The Director General, at a stakeholders sensitization and consultation on the agreement establishing the African Continental Free Trade Area (AfCFTA), said: “The African continental free trade area would establish a single market for trading goods and services although there are risks that would be attempted to tranship or dump in the African market, not limited to Nigeria alone.
“But let me state here that all markets carry risks, but what we have done is that we have negotiated certain rules and trade remedy for anti-dumping and counter failing duties, global safeguards agreements on the annex of rules of origin that will assist the regulatory agencies and negotiators to mitigate these risks.”
According to him, Nigeria has everything to gain and very little to lose if it gets its implementation and coordination mechanisms right.In his words: “One of the messages we got from all the six geo political zones is that we must put on a better and proper implementation hat and that the regulatory agencies in charge of goods and services, standards for export and imports would have to step up their game.”
He pointed out that Africa is the next major market opportunity in the global economy, stressing that according to reports, the agreement establishing the African continental free trade area will generate a GDP value for Africa of well over $25 trillion by 2050.He added, “Part of the challenge or opportunity of the agreement establishing the African free trade area is that the risk of dumping is an acknowledgement actually by the global economy that the next trading frontier is in Africa, many other regions of the world are stuck with low growth, but where growth is happening is actually in the African continent and Nigeria stands as a good example”.

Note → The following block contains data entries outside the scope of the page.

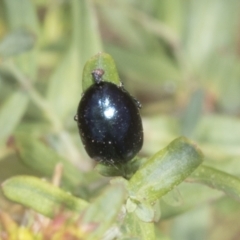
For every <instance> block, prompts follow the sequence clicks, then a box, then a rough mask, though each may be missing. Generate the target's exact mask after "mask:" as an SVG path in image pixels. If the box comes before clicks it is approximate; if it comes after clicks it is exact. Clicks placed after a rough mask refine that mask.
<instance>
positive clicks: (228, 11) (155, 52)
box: [0, 0, 240, 240]
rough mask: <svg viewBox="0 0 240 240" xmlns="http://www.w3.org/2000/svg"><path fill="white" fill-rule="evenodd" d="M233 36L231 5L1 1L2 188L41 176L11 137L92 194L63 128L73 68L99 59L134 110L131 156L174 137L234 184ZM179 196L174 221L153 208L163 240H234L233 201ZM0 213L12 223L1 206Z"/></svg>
mask: <svg viewBox="0 0 240 240" xmlns="http://www.w3.org/2000/svg"><path fill="white" fill-rule="evenodd" d="M239 29H240V1H239V0H229V1H226V0H201V1H200V0H148V1H146V0H128V1H127V0H102V1H101V0H95V1H94V0H91V1H90V0H48V1H47V0H0V180H1V182H2V181H4V180H5V179H7V178H9V177H10V176H13V175H16V174H31V175H37V176H41V177H42V176H44V174H43V172H44V171H39V166H38V165H35V166H33V167H29V165H31V164H27V166H26V163H25V164H23V163H22V162H21V161H19V158H18V156H17V153H16V151H15V150H16V149H15V148H14V147H13V146H14V143H13V138H12V136H14V135H19V134H20V135H24V136H25V137H27V138H28V137H29V138H30V139H33V141H35V140H36V141H39V142H40V143H42V142H43V143H44V144H45V145H46V146H48V148H51V149H53V150H54V152H57V153H58V154H59V155H61V156H62V157H64V158H66V159H67V160H69V161H70V162H71V163H73V164H74V165H75V166H76V167H77V168H78V169H79V174H80V171H84V172H87V173H86V174H88V177H89V179H92V180H91V181H92V183H94V181H96V179H98V180H99V178H100V179H101V180H102V181H103V182H104V181H106V179H104V178H101V177H100V176H98V175H97V174H96V173H94V172H93V171H92V168H93V165H94V163H93V161H92V160H90V159H89V158H88V156H87V155H86V153H85V151H84V150H83V147H82V144H81V142H80V138H79V135H78V130H77V126H76V123H75V122H74V121H73V116H74V115H75V112H76V108H77V105H78V102H79V100H80V97H81V74H82V69H83V66H84V64H85V62H86V61H87V60H88V59H89V58H90V57H92V56H93V55H95V54H97V53H98V52H100V51H104V52H107V53H109V54H110V55H111V56H112V57H113V58H114V60H115V61H116V65H117V68H118V70H119V74H120V78H121V80H122V81H123V83H124V85H125V88H126V89H127V90H128V91H129V92H131V94H132V95H133V96H135V97H137V98H138V99H139V100H140V101H141V103H142V105H143V107H142V110H141V114H142V117H143V124H144V134H145V142H144V146H143V149H142V151H141V152H140V156H144V157H145V156H150V155H152V154H153V153H155V152H156V151H158V150H159V149H161V148H163V147H164V146H166V145H167V144H168V143H169V142H170V141H172V140H173V139H174V138H176V137H178V136H179V135H184V136H186V137H188V138H190V139H192V140H194V141H195V142H196V143H197V144H198V145H199V147H200V149H202V151H203V152H204V155H205V163H206V164H207V165H209V166H213V167H215V168H217V169H220V170H223V171H225V172H228V173H230V174H233V175H235V176H238V177H240V120H239V116H240V31H239ZM23 145H24V144H23ZM51 151H52V150H51ZM43 156H44V154H43ZM32 165H34V162H33V163H32ZM40 168H41V167H40ZM49 175H50V174H46V176H49ZM94 179H95V180H94ZM184 184H186V183H184ZM184 184H183V185H184ZM186 185H187V184H186ZM86 188H88V187H87V186H86ZM182 188H183V189H182ZM188 188H189V187H188V185H187V187H185V186H183V187H182V186H180V187H179V192H180V195H181V198H182V200H181V202H182V203H181V205H182V206H181V207H180V209H179V213H180V212H182V211H183V209H184V214H180V215H178V214H177V213H176V212H178V211H175V212H174V211H173V212H174V213H171V211H172V210H171V208H174V207H173V206H171V207H169V206H163V207H162V214H163V220H162V221H160V222H159V223H158V224H157V227H158V228H157V229H159V232H161V234H160V235H161V237H162V238H161V239H173V240H175V239H178V240H179V239H183V240H188V239H189V240H195V239H196V240H198V239H199V240H202V239H213V240H215V239H218V240H221V239H222V240H226V239H228V240H231V239H232V240H235V239H239V238H240V230H239V229H240V221H239V219H240V208H239V202H237V201H235V200H232V199H230V198H228V197H225V196H223V195H222V194H220V193H219V192H217V191H215V190H211V189H209V188H207V187H203V186H200V185H192V186H191V187H190V188H191V189H190V190H189V191H190V195H188V194H189V191H188ZM94 189H95V190H96V189H98V188H97V187H95V188H94ZM92 192H93V191H91V190H89V189H88V194H90V195H91V194H92ZM185 194H186V195H185ZM80 195H81V194H80ZM186 196H187V197H186ZM188 196H191V197H190V200H189V199H188ZM0 204H1V205H0V206H1V208H3V209H5V210H7V211H9V212H12V214H13V215H14V214H16V212H15V208H13V207H12V205H11V204H10V203H9V202H7V201H6V199H4V198H3V197H2V196H1V200H0ZM184 204H187V206H188V207H187V209H188V210H189V211H187V212H186V210H187V209H185V208H184ZM190 206H191V207H190ZM164 214H165V215H164ZM160 235H159V236H160Z"/></svg>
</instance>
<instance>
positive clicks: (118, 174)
mask: <svg viewBox="0 0 240 240" xmlns="http://www.w3.org/2000/svg"><path fill="white" fill-rule="evenodd" d="M146 160H147V159H146V158H138V157H135V158H134V159H133V160H131V161H130V162H127V163H126V164H119V165H114V166H111V165H104V164H101V163H98V164H97V165H96V167H95V169H96V170H97V171H98V173H100V174H101V175H103V176H106V177H113V176H123V177H124V178H126V179H130V178H131V177H132V175H133V174H134V173H135V172H136V171H137V170H138V169H139V167H140V166H141V165H142V164H143V163H144V162H146Z"/></svg>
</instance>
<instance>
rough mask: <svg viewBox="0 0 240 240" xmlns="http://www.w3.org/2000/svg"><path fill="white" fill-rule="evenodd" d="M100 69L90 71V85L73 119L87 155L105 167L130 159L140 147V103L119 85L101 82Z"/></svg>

He stated that the agreement establishing the African continental free trade area will cover a market of 1.5 billion Africans in 2018, saying that going forward in 2050, it would cover four billion Africans which represents 36 per cent of the global population
Earlier, the president, Lagos Chamber of Commerce and Industry (LCCI), Babatunde Ruwase, said AfCFTA offers a potential of being the largest free trade area in the world and would create a single continental market for goods and services as well ease free movement of people in the continent.
He said Nigeria has a lot to gain, but stressed that the decay in the nation’s infrastructure has made Nigeria uncompetitive.“I see no reason why we should be scared of signing the agreement, all we need to do is get our acts right. It is therefore critical to deepen consultations in order to carry the private sector along,” he said.